Las civilizaciones perdidas de América del Sur sirven de inspiración para el vestuario de la decena de artistas que saltan sobre las barras rusas para representar el anhelo de volar de la humanidad y las tribus amerindias, para el número de danza de aros que pretende simbolizar la eternidad.
Entre medias, el montaje de Lepage homenajea a Stanley Kubrick y su 2001: Odisea en el Espacio con un guiño a su memorable escena del mono y los huesos, en esta ocasión representada por criaturas simiescas que desnudan y abandonan en la selva al moderno hombre de negocios con maletín y enganchado al teléfono móvil.

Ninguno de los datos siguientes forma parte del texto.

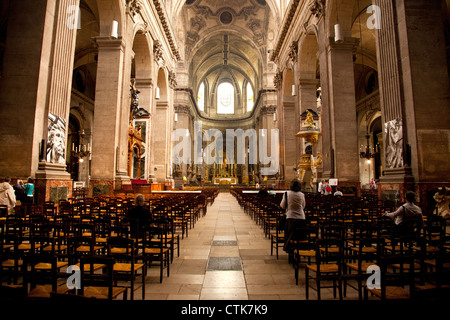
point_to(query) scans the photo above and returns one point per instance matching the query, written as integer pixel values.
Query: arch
(142, 56)
(162, 85)
(288, 81)
(309, 49)
(341, 11)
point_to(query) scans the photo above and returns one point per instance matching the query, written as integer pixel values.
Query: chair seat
(155, 250)
(307, 253)
(324, 268)
(11, 263)
(44, 291)
(102, 292)
(392, 293)
(88, 248)
(406, 266)
(365, 249)
(27, 246)
(355, 266)
(126, 267)
(96, 266)
(332, 250)
(277, 235)
(50, 248)
(48, 266)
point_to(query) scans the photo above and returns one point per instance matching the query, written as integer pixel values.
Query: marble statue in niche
(393, 131)
(56, 139)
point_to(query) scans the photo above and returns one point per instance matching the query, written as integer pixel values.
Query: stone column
(145, 86)
(51, 79)
(342, 112)
(414, 91)
(307, 94)
(161, 138)
(107, 115)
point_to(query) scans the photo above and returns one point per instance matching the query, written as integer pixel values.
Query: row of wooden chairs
(358, 237)
(78, 241)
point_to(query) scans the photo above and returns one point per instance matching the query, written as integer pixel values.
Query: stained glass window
(201, 97)
(225, 98)
(250, 97)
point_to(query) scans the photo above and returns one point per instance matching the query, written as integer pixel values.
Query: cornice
(167, 30)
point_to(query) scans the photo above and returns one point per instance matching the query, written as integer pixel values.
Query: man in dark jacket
(139, 217)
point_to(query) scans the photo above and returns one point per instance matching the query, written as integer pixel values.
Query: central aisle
(225, 256)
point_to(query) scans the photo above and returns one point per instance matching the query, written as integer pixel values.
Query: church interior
(210, 109)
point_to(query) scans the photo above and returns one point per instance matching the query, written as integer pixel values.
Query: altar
(230, 180)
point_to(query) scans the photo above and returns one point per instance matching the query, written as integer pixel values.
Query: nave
(227, 256)
(227, 252)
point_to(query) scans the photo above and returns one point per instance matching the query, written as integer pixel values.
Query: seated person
(406, 216)
(139, 217)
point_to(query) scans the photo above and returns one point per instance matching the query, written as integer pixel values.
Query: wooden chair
(277, 237)
(328, 266)
(99, 285)
(394, 285)
(156, 250)
(304, 247)
(125, 267)
(11, 258)
(40, 276)
(367, 253)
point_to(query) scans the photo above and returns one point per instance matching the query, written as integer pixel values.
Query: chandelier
(81, 151)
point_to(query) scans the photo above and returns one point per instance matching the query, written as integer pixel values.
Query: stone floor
(227, 257)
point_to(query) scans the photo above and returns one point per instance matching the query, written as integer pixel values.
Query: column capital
(308, 82)
(110, 43)
(144, 82)
(349, 43)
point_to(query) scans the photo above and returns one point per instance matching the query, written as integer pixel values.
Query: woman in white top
(295, 215)
(406, 214)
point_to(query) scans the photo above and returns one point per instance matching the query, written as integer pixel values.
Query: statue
(318, 161)
(442, 198)
(309, 122)
(136, 111)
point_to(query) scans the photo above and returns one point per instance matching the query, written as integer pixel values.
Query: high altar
(224, 173)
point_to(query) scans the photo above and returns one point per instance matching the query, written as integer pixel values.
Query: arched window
(250, 97)
(201, 97)
(225, 98)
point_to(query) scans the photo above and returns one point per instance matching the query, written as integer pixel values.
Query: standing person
(327, 188)
(7, 195)
(338, 193)
(29, 191)
(320, 188)
(19, 190)
(373, 185)
(405, 215)
(139, 217)
(295, 215)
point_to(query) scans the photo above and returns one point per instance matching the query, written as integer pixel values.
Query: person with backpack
(406, 215)
(294, 202)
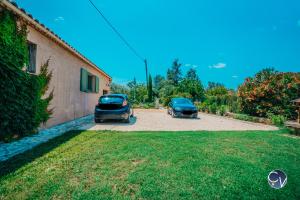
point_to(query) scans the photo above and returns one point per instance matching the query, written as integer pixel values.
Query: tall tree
(150, 89)
(192, 74)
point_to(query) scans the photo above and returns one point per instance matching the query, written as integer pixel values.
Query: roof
(20, 12)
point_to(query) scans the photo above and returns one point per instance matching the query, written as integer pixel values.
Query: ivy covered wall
(22, 105)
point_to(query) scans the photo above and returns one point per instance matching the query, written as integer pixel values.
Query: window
(88, 82)
(105, 92)
(32, 57)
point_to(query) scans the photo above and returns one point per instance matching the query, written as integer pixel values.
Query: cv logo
(277, 179)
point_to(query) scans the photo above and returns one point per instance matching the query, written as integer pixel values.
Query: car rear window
(111, 99)
(182, 101)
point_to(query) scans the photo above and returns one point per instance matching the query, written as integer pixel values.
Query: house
(77, 82)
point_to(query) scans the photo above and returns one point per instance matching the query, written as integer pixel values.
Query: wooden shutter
(97, 84)
(32, 58)
(83, 80)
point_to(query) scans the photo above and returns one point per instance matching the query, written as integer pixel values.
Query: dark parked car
(182, 107)
(113, 107)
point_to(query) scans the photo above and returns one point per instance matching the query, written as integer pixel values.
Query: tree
(270, 92)
(192, 74)
(174, 75)
(150, 89)
(212, 85)
(192, 85)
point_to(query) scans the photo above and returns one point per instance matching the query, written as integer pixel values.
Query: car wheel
(132, 113)
(127, 120)
(173, 114)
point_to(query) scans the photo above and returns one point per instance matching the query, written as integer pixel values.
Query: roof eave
(8, 5)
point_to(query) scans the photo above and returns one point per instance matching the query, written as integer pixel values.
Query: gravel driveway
(159, 120)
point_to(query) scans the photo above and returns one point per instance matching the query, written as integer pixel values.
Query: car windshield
(182, 101)
(111, 99)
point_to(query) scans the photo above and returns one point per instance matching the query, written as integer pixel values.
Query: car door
(170, 107)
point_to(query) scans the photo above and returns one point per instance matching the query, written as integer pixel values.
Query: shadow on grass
(16, 162)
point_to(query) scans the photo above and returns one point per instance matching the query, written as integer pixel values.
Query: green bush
(212, 108)
(22, 107)
(270, 91)
(222, 110)
(277, 120)
(245, 117)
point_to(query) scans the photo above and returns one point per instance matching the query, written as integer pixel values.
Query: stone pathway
(8, 150)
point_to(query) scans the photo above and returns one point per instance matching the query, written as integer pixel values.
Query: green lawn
(154, 165)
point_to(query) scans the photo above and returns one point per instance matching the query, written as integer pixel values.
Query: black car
(182, 107)
(113, 107)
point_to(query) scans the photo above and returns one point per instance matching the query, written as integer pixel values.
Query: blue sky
(225, 41)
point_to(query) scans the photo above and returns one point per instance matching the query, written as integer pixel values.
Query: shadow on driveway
(16, 162)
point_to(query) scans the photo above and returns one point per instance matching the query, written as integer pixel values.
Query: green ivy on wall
(22, 105)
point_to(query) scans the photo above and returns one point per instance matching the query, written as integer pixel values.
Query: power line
(117, 32)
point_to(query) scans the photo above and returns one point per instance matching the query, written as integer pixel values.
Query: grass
(154, 165)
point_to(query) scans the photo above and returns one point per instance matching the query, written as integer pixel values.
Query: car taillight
(124, 103)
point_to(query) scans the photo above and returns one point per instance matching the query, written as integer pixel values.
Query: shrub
(270, 91)
(277, 120)
(222, 110)
(212, 108)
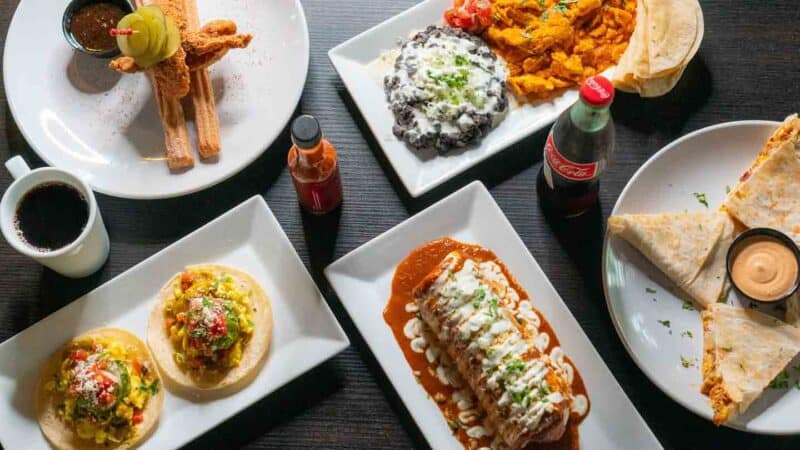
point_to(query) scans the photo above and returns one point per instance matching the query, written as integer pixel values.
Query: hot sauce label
(321, 197)
(566, 168)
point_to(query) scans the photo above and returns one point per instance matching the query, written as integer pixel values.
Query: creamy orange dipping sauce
(764, 268)
(433, 369)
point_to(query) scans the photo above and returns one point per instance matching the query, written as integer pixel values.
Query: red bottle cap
(597, 91)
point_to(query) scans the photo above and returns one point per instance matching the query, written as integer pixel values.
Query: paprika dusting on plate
(314, 167)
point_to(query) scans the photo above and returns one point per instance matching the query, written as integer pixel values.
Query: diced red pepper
(79, 355)
(187, 279)
(470, 15)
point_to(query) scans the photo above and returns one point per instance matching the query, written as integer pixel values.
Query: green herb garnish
(493, 312)
(781, 381)
(701, 197)
(479, 294)
(515, 366)
(452, 80)
(152, 388)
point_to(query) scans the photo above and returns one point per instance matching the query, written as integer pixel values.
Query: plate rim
(472, 192)
(335, 57)
(176, 193)
(338, 343)
(705, 413)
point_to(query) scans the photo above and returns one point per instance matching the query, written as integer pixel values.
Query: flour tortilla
(672, 30)
(689, 248)
(770, 197)
(650, 74)
(743, 350)
(253, 356)
(711, 283)
(62, 436)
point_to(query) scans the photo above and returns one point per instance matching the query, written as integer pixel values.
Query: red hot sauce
(314, 167)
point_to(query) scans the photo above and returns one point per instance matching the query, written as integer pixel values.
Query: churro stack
(186, 73)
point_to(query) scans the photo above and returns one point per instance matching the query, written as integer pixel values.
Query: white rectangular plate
(363, 279)
(248, 237)
(354, 59)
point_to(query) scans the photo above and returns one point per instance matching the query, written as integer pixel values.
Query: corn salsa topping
(102, 388)
(209, 322)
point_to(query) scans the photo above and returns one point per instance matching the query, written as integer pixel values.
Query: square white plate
(248, 237)
(354, 59)
(363, 279)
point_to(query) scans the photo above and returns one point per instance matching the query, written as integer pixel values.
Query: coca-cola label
(566, 168)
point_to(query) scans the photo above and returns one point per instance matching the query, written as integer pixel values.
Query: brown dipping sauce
(764, 268)
(408, 274)
(91, 25)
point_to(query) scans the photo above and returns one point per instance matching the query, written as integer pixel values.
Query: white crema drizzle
(464, 321)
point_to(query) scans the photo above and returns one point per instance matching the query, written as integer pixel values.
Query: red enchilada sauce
(397, 315)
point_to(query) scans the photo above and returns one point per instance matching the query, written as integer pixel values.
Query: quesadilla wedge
(768, 193)
(743, 350)
(689, 248)
(210, 331)
(101, 390)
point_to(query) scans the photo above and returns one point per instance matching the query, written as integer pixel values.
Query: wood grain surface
(746, 69)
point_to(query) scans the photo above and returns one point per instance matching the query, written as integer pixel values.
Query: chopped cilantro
(781, 381)
(453, 80)
(493, 312)
(479, 294)
(152, 388)
(701, 197)
(520, 397)
(515, 366)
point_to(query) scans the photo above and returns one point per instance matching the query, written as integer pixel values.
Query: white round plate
(705, 161)
(80, 116)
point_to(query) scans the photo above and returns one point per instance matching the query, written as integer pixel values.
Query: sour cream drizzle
(452, 395)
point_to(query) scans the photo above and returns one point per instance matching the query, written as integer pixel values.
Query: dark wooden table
(746, 69)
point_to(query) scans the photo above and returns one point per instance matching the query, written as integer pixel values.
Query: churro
(184, 72)
(205, 109)
(176, 136)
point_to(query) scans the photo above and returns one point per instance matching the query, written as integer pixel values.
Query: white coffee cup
(82, 257)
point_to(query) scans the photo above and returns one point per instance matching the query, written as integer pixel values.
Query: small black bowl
(66, 22)
(777, 236)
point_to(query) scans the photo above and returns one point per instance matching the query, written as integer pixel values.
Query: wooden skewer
(176, 136)
(205, 109)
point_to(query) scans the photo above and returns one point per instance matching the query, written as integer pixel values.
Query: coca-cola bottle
(576, 151)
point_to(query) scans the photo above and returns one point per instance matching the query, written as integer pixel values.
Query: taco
(99, 391)
(210, 331)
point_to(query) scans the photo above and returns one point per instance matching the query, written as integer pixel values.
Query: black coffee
(51, 216)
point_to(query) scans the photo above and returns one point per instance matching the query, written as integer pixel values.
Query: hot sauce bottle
(314, 167)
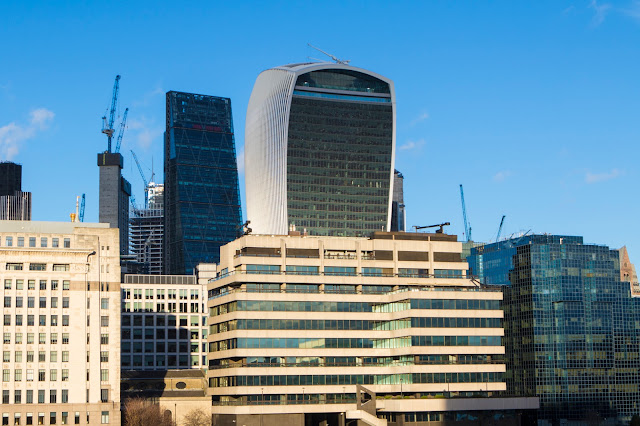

Y también concede espacio a la ciencia y al descubrimiento de la electricidad, a través de un número de malabares con bolas fluorescentes de colores que dibujan trayectorias elípticas dentro de un gigante embudo transparente.
El Circo del Sol ha llevado Totem a más de 50 ciudades en los últimos nueve años. Más de seis millones de espectadores han visto ya un montaje que se representará en Ginebra hasta el 16 de junio y que posteriormente viajará hasta Gran Canaria (hasta septiembre) y a la ciudad holandesa de La Haya.